Pase 30 decadas trabajando como terapeuta de asesinos y concluí que nadie nace malo
La noche del 20 de agosto de 1989, los hermanos Erik y Lyle Menéndez entraron en la sala de estar de su casa en Beverly Hills -donde sus padres estaban viendo la película “La espía que me amó”- y les dispararon a quemarropa con una escopeta.
Fueron condenados a cadena perpetua sin libertad condicional y, durante años, su historia pasó inadvertida.
Este año volvieron a los titulares tras el estreno de una serie y un documental de Netflix sobre su historia. Ahora su caso está bajo revisión judicial debido a nuevas pruebas que no se presentaron en su juicio.

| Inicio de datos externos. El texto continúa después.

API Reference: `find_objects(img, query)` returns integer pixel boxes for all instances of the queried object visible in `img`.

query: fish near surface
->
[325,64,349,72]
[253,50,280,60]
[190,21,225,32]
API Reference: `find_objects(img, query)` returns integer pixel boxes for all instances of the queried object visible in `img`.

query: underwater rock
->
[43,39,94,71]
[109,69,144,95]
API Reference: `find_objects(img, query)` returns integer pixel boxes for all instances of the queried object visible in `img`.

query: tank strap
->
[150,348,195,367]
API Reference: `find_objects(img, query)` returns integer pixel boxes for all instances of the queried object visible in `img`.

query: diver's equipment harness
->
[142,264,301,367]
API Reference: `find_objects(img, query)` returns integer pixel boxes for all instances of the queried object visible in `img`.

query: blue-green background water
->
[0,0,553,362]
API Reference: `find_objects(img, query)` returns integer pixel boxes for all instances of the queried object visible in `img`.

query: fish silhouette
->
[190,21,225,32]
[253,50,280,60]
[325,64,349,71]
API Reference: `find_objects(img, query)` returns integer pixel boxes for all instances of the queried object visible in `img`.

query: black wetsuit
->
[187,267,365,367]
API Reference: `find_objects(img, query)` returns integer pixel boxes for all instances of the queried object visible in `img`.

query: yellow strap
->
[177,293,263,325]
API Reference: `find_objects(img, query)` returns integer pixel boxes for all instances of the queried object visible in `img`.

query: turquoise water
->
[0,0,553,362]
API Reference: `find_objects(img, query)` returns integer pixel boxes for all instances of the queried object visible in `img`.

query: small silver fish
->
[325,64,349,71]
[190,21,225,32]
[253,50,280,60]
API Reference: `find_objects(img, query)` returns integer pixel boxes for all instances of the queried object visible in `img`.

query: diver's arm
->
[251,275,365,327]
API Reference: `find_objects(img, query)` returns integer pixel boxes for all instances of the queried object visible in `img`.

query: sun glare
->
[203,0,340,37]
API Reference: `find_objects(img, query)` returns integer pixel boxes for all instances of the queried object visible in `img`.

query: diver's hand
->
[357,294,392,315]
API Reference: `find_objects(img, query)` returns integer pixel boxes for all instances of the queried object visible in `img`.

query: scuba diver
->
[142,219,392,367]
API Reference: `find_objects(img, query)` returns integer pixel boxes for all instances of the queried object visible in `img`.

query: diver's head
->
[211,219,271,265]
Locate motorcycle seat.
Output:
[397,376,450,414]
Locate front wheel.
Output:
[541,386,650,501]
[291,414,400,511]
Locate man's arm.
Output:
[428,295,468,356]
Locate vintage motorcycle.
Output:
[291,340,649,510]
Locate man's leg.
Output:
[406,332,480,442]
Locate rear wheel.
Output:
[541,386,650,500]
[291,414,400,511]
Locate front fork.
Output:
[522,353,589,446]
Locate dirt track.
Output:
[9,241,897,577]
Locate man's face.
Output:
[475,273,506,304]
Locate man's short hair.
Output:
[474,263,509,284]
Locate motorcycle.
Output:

En noviembre, 28 años después de su última comparecencia ante el tribunal, los hermanos participaron por teleconferencia en una audiencia desde la prisión, durante la cual su tía pidió su liberación.
«Creo que es hora de que se vayan a casa», dijo.
Mientras tanto, su tío ha calificado a los hermanos como personas de “sangre fría” y cree que deberían pasar el resto de su vida en prisión.
Lo que me impactó, mientras observaba cómo se desarrollaba todo esto, fueron las formas opuestas en que diferentes personas, incluso sus propios familiares, los retrataron.
¿Son los hermanos Menéndez, por tomar prestado el nombre del drama de Netflix, realmente “monstruos”?, o ¿es posible que hayan cambiado, como afirma su tía?
En mis 30 años como psiquiatra forense y psicoterapeuta trabajando en hospitales psiquiátricos y prisiones de todo Reino Unido, incluido el hospital psiquiátrico británico de alta seguridad Broadmoor, he hablado con cientos de criminales que han cometido delitos terribles en un intento de ayudarlos a asumir su responsabilidad.
Algunas personas suponen que se trata de una tarea imposible. Me han preguntado cosas como: «Me imagino que seguramente no se puede hacer nada para ayudarlos, ¿acaso no nacen así?”.